Diamond is perhaps best known for bringing American-style huge CEO compensation to Europe, and for stepping down as Barclays chief after Britain levied a then-record $92.7 million fine for manipulating the LIBOR interest rate benchmark. Less-well-remembered is his role in the largest bankruptcy in history, Lehman Brothers, an episode I wrote about in The Divide.After Barclays acquired the shipwrecked firm for pennies in September of 2008, the bank’s creditors sued, claiming Barclays absconded with between $4 and $7.6 billion in funds owed to them through a variety of schemes. The creditors mostly lost that case, which was eventually settled for $1.28 billion. This is relevant because the question of whether or not USDC reserves are truly bankruptcy remote is central to this story.

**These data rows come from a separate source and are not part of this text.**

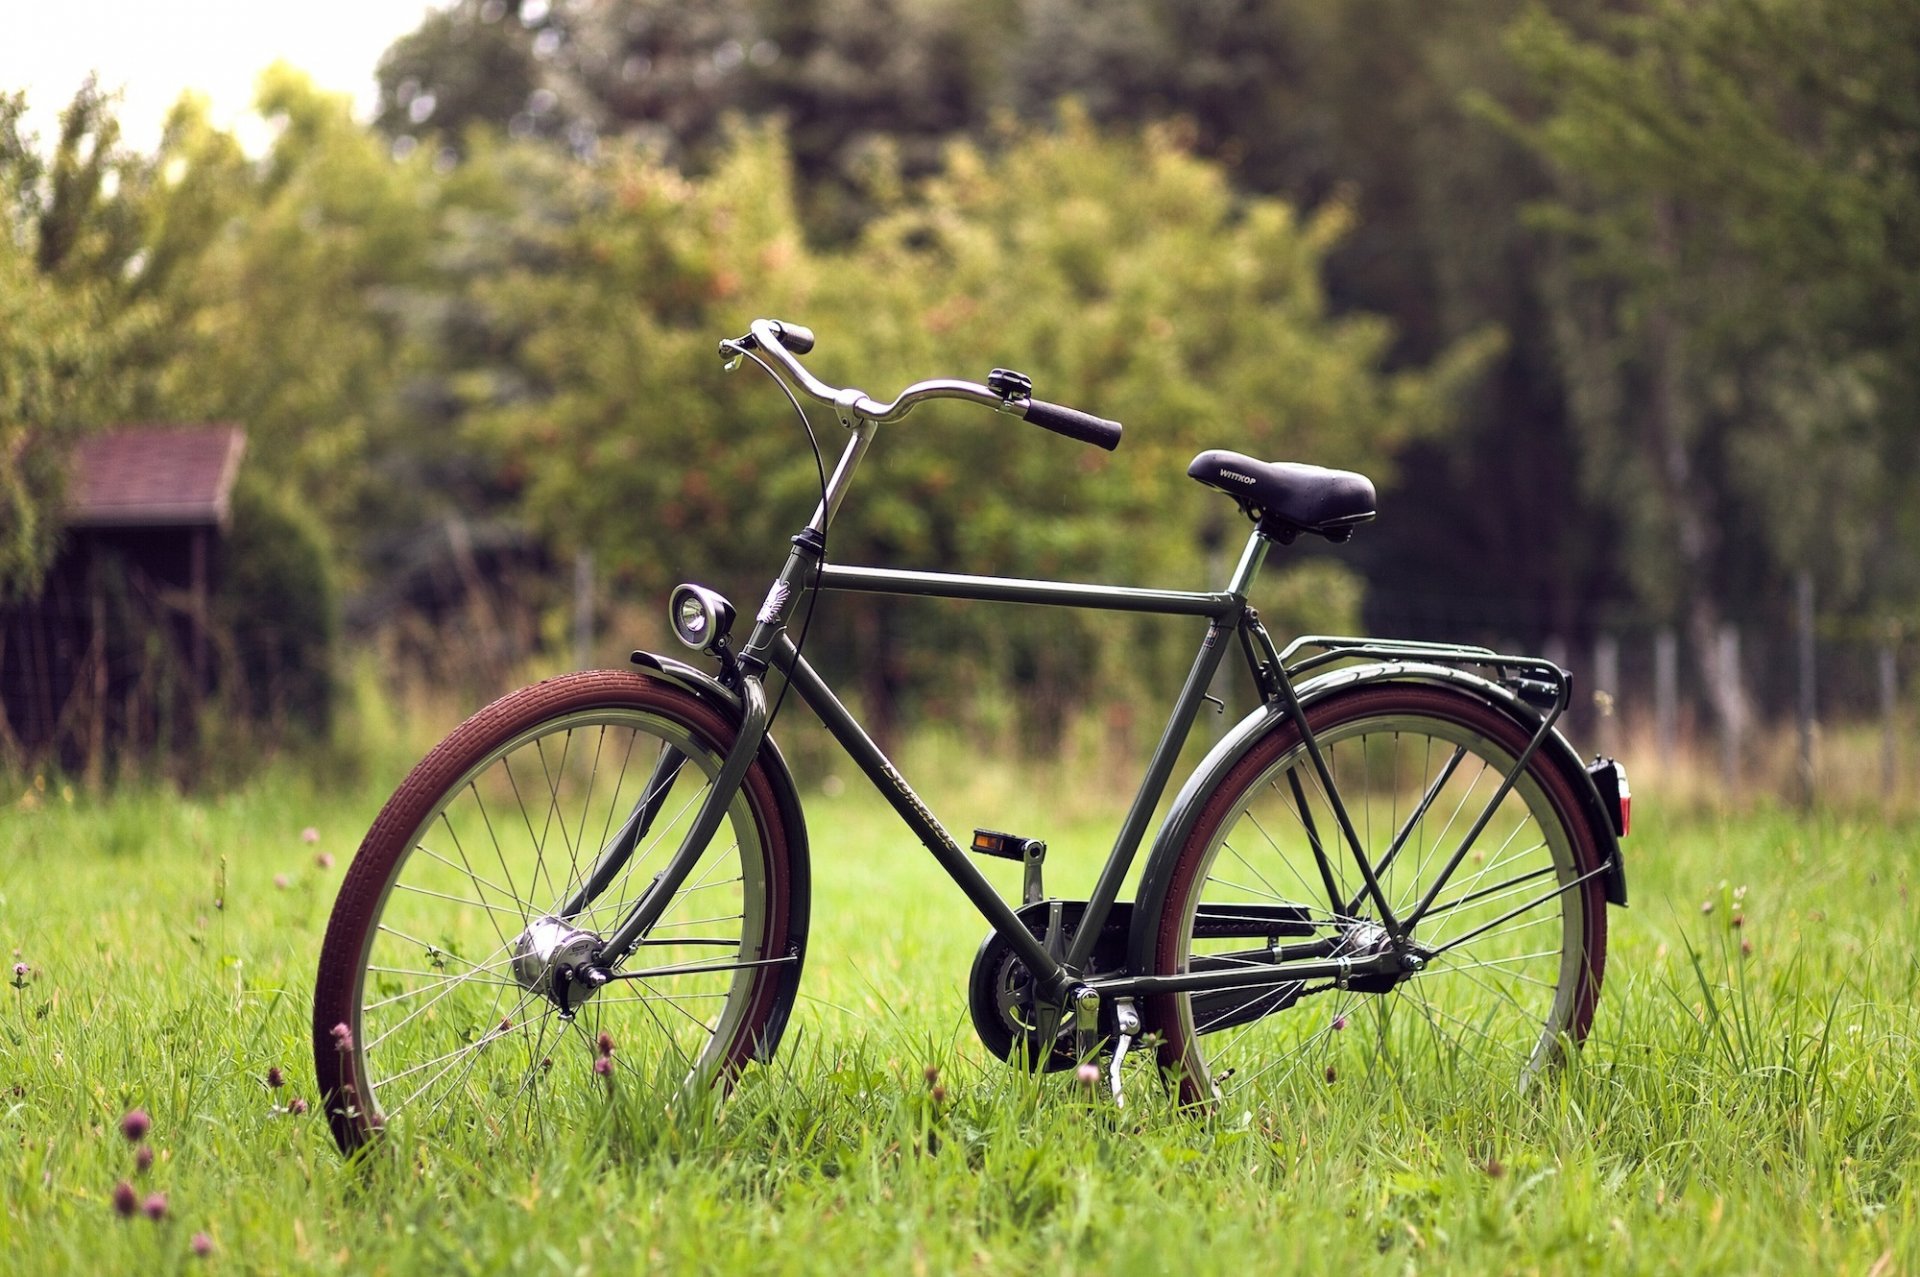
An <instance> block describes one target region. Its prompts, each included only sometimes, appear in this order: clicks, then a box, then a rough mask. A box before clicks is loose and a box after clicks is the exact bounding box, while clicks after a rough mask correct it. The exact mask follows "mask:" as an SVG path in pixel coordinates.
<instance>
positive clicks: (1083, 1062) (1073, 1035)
mask: <svg viewBox="0 0 1920 1277" xmlns="http://www.w3.org/2000/svg"><path fill="white" fill-rule="evenodd" d="M1069 997H1071V1006H1073V1056H1075V1058H1077V1060H1081V1062H1083V1064H1085V1062H1091V1060H1092V1056H1094V1052H1096V1050H1098V1048H1100V995H1098V993H1094V991H1092V989H1089V987H1087V985H1077V987H1075V989H1073V993H1071V995H1069Z"/></svg>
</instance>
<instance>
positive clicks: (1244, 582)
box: [1227, 528, 1273, 599]
mask: <svg viewBox="0 0 1920 1277" xmlns="http://www.w3.org/2000/svg"><path fill="white" fill-rule="evenodd" d="M1269 549H1273V538H1269V536H1267V534H1265V532H1261V530H1260V528H1254V534H1252V536H1250V538H1246V549H1242V551H1240V563H1238V565H1236V566H1235V568H1233V576H1231V578H1229V580H1227V593H1236V595H1240V597H1242V599H1244V597H1246V591H1248V590H1252V588H1254V578H1256V576H1260V565H1263V563H1265V561H1267V551H1269Z"/></svg>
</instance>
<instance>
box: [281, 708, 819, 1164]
mask: <svg viewBox="0 0 1920 1277" xmlns="http://www.w3.org/2000/svg"><path fill="white" fill-rule="evenodd" d="M732 739H733V728H732V726H730V724H728V722H726V720H724V718H722V716H720V714H718V712H714V711H712V709H708V707H707V705H703V703H701V701H699V699H695V697H693V695H689V693H685V691H682V689H678V687H672V686H666V684H660V682H655V680H647V678H641V676H637V674H624V672H611V670H597V672H584V674H568V676H563V678H555V680H547V682H543V684H538V686H534V687H526V689H522V691H515V693H511V695H507V697H503V699H499V701H495V703H493V705H490V707H486V709H484V711H480V712H478V714H474V716H472V718H468V720H467V722H465V724H461V726H459V728H457V730H455V732H453V734H451V735H449V737H447V739H445V741H442V743H440V745H438V747H436V749H434V751H432V753H430V755H428V757H426V759H424V760H420V764H419V766H415V770H413V772H411V774H409V776H407V780H405V782H403V783H401V787H399V789H397V791H396V793H394V797H392V799H390V801H388V805H386V807H384V808H382V812H380V816H378V818H376V820H374V824H372V828H371V830H369V833H367V837H365V841H363V843H361V849H359V853H357V856H355V858H353V864H351V868H349V870H348V876H346V881H344V883H342V889H340V899H338V903H336V904H334V912H332V918H330V922H328V928H326V941H324V945H323V951H321V966H319V981H317V989H315V1000H313V1031H315V1072H317V1075H319V1083H321V1096H323V1104H324V1110H326V1116H328V1120H330V1123H332V1129H334V1137H336V1141H338V1143H340V1146H342V1150H348V1152H351V1150H353V1148H355V1146H359V1144H363V1143H365V1141H367V1139H369V1137H371V1135H372V1133H376V1131H382V1129H396V1127H397V1129H405V1131H407V1133H409V1135H419V1137H424V1139H436V1141H438V1139H447V1137H457V1135H461V1133H480V1135H482V1139H488V1141H490V1143H497V1141H499V1139H507V1137H516V1139H541V1137H545V1135H547V1133H551V1131H555V1129H561V1127H566V1125H576V1123H580V1121H584V1120H589V1118H591V1116H593V1114H595V1112H599V1110H603V1108H605V1104H607V1096H609V1093H611V1089H614V1087H622V1085H624V1087H653V1089H662V1091H666V1093H678V1091H680V1089H685V1087H705V1085H712V1083H722V1085H724V1083H726V1081H730V1079H732V1077H733V1075H735V1073H737V1070H739V1068H741V1066H743V1064H745V1062H747V1058H749V1056H751V1054H753V1050H755V1047H756V1043H758V1041H760V1035H762V1029H764V1027H766V1024H768V1018H770V1014H772V1012H774V1006H776V1002H778V991H780V977H781V974H783V970H781V968H783V964H791V962H797V960H799V958H797V952H799V951H797V941H799V937H797V935H795V933H793V931H795V929H797V928H803V926H804V920H803V918H795V910H793V906H791V866H789V845H791V839H789V831H787V830H785V826H783V822H781V814H780V810H781V808H780V805H778V801H776V791H774V787H772V783H770V780H768V776H766V774H764V766H762V764H758V762H756V764H755V766H753V768H751V770H749V772H747V780H745V783H743V785H741V789H739V793H737V795H735V799H733V803H732V807H730V810H728V816H726V820H722V824H720V831H718V833H716V835H714V839H712V843H710V845H708V849H707V853H705V855H703V858H701V860H699V864H697V866H695V868H693V872H691V874H689V876H687V879H685V883H684V885H682V889H680V891H678V893H676V897H674V899H672V901H670V903H668V906H666V910H664V912H662V914H660V920H659V924H657V926H655V928H653V929H651V931H649V933H647V937H645V939H643V941H641V945H639V949H637V951H636V952H634V956H632V958H628V960H626V962H624V964H620V976H622V977H620V979H616V981H612V983H607V985H605V987H601V989H597V991H591V993H586V991H582V989H578V987H570V985H568V987H566V993H564V995H563V993H559V991H557V989H559V985H561V981H563V979H564V977H563V976H561V974H559V972H561V968H563V966H568V964H574V962H582V960H586V958H588V956H589V954H591V951H593V945H595V941H597V939H599V937H605V935H607V933H609V931H612V928H614V926H616V924H618V920H620V918H622V916H624V914H626V910H628V908H630V906H632V904H634V903H636V901H637V899H639V895H641V893H643V891H645V889H647V885H649V881H651V878H653V876H655V874H657V872H659V870H660V868H662V864H664V862H666V858H668V856H670V855H672V853H674V851H676V849H678V845H680V841H682V835H684V833H685V831H687V828H689V826H691V824H693V818H695V814H697V812H699V808H701V803H703V801H705V797H707V793H708V789H710V783H712V778H714V776H716V774H718V770H720V764H722V760H724V759H726V753H728V747H730V745H732ZM639 807H649V808H651V818H647V820H643V822H639V824H636V826H634V830H636V831H637V837H632V839H628V841H630V847H632V853H630V856H628V858H626V860H624V864H620V866H618V870H616V872H611V874H603V878H605V885H603V889H599V891H597V893H593V895H591V899H589V901H586V903H584V906H582V908H578V912H574V914H570V916H568V914H566V908H564V906H566V904H568V903H570V901H576V899H578V897H580V895H584V893H582V885H584V883H588V879H589V876H591V874H593V870H595V864H597V862H599V860H601V856H603V853H605V849H607V847H611V845H614V843H618V839H620V830H622V826H624V824H626V822H628V820H630V818H632V816H634V812H636V808H639ZM641 824H643V826H645V828H643V831H639V830H641ZM563 1002H564V1010H563Z"/></svg>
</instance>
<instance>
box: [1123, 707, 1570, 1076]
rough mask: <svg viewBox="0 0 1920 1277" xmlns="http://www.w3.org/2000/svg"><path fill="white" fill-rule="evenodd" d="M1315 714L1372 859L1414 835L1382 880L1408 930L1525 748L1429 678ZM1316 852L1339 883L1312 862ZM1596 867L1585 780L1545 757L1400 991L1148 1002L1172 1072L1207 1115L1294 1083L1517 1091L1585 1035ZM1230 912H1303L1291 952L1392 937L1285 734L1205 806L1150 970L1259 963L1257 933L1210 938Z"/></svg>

Asked about this, Circle replied, “We are delighted by the support and involvement of all of our shareholders.”
Meanwhile, the players from the Circle side have their own history. Jeremy Allaire and at least one other future Circle officer were accused in 2002 of making misleadingly positive statements about a failing product called Spectra while selling “over $53,000,000.00” of stock in their company, Allaire Corporation, in the first three quarters of 2000. In August of 2000, Allaire was asked about an annual goal of 100% growth, and reportedly said, “We definitely think that is achievable.” A month later, the company announced a substantial third quarter loss, and its share price dropped 40% in three days, prompting the action.
Massachusetts District Judge William Young used remarkably strong language to reject a motion to dismiss the suit, saying, “It is difficult to conceive of a complaint pled with more particularity than the one presented,” and “in many respects, if this complaint is not specific enough, no complaint is.” He added:
Essentially, the Plaintiffs invested in a company which promised to build the best mousetrap ever. When it was done, the mousetrap was ugly, did not catch mice, and, as word got out, people stopped buying.
The case was eventually settled for $12 million, without an admission of wrongdoing. In conversations with former regulators, some raised a question as to whether or not the Allaire Corporation case might prevent Circle officers from ever obtaining a banking license, given that charters are only given to persons of “good character and responsibility.” Opinions on the matter were very mixed. However, it was certainly not a non-issue.
“Any case involving alleged fraud will be a matter of great concern to the banking regulators,” said former FDIC General Counsel Mike Krimminger. “If there were a settlement with no admission of guilt, there might be explanation that could be acceptable to regulators, but it will still be a real concern that could be fatal to an application.”
In any case, when asked this week why that old story shouldn’t make investors in a different, newer mousetrap nervous, a Circle spokesperson replied:
The case settled without any finding of wrongdoing… The defendants disputed the factual allegations, and as with the vast majority of securities class actions, the case settled. The factual allegations were never tested in court, and there is really nothing more to say about this 20 year old case.
In 2008, when reporters and investigators began pulling at the threads of terms like “fully hedged” or “triple-A tranche,” they often found there was almost no way to stop pulling, even if they wanted to. In fact, by the time people stopped pulling, the entire global financial system was basically a pile of string. It may very well be that the same experience awaits anyone who pulls at threads like “100% backed” or “secure wallet” or other such catch-phrases from any one of dozens of crypto companies. In other words, these issues may not be unique to Circle. But make no mistake: this is the definition of an “opaque ledger.” If every crypto company will struggle this badly to answer basic questions like Where’s your money?or What’s your risk?,the storm hasn’t even started yet.